What is Paul talking about when he says that he is "filling up what is lacking in Christs afflictions for his body"?


----------



## ChristianHedonist (Aug 19, 2009)

I have heard it taught that what is lacking in Christ's affliction is that the church Paul was writing to had not physically witnessed Christ's suffering on their behalf, so Paul's suffering as an ambassador for Christ served as a testimony to Christ's suffering on behalf of his bride, the church. It's not that there is any intrinsic lack in Christ's suffering.


----------



## Joseph Scibbe (Aug 19, 2009)

ChristianHedonist said:


> I have heard it taught that what is lacking in Christ's affliction is that the church Paul was writing to had not physically witnessed Christ's suffering on their behalf, so Paul's suffering as an ambassador for Christ served as a testimony to Christ's suffering on behalf of his bride, the church. It's not that there is any intrinsic lack in Christ's suffering.

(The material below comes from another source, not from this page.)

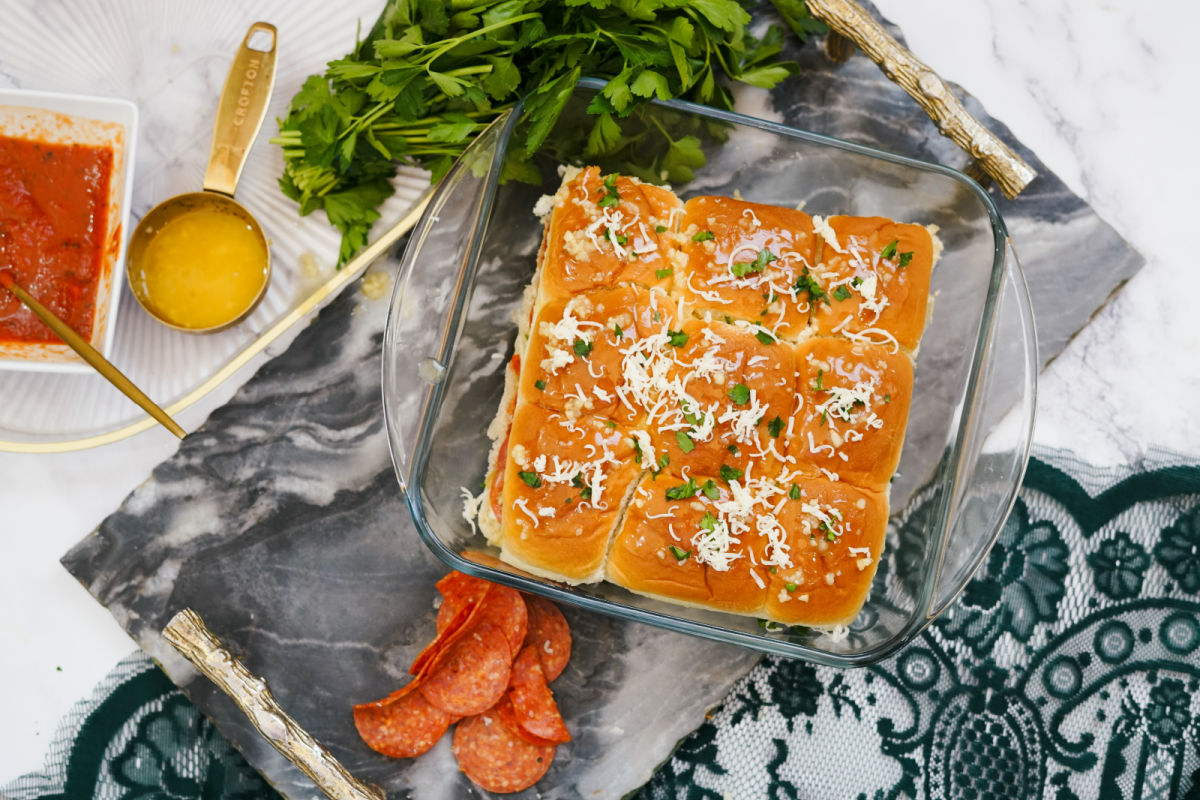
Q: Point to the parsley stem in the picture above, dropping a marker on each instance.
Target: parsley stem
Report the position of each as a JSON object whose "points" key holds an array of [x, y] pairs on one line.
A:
{"points": [[479, 31]]}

Thanks. I know that there is no lack in His suffering which is what gave me pause at first read through.


----------



## ChristianHedonist (Aug 19, 2009)

You're welcome. Here's a quote from John Piper from this link: Filling Up What Is Lacking in Christ's Afflictions :: Desiring God Christian Resource Library



> Let’s go to Colossians, chapter 1, and we’ll look at one verse: verse 24: “Now I rejoice in my sufferings for your sake, and in my flesh I do my share on behalf of his body (which is the church) in filling up that which is lacking in Christ's afflictions.” Paul suffers, and he says that in his sufferings he fills up what is lacking in Christ’s afflictions? What does that mean?
> 
> Here’s my answer in summary: What’s missing is the in-person presentation of Christ’s sufferings to the people for whom he died. The afflictions are lacking in the sense that they are not seen and known among the nations. They must be carried by ministers of the gospel. And those ministers of the gospel fill up what is lacking in the afflictions of Christ by extending them to others.
> 
> Paul sees his own suffering as the visible reenactment of the sufferings of Christ so that they will see Christ’s love for them.


----------



## py3ak (Aug 19, 2009)

Davenant's lengthy exposition of Colossians can be found here.

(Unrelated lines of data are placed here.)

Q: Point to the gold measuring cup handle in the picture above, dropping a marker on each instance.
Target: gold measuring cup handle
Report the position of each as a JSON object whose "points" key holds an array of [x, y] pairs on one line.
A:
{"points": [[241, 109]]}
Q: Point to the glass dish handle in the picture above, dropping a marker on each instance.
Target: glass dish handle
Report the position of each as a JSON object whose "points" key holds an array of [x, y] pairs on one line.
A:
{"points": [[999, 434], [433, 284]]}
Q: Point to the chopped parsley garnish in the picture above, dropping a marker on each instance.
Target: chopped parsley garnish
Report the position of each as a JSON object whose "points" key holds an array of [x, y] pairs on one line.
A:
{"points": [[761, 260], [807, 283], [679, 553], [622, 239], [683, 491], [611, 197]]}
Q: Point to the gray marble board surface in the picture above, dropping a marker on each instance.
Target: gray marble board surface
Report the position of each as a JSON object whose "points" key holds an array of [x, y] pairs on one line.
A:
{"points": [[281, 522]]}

Type "269" into the page number box to get to the beginning of his treatment of the specific text.


----------



## dr_parsley (Aug 20, 2009)

Unashamed 116 said:


> What is Paul talking about when he says that he is "filling up what is lacking in Christs afflictions for his body"?



 We are crucified with Him. Paul's afflictions were a part of his ongoing participation in that crucifixion, his dying to sin and the old self so that he could be raised to new life with Him. Christ's cross does not kill the old man in us before we are blessed to share that cross.


----------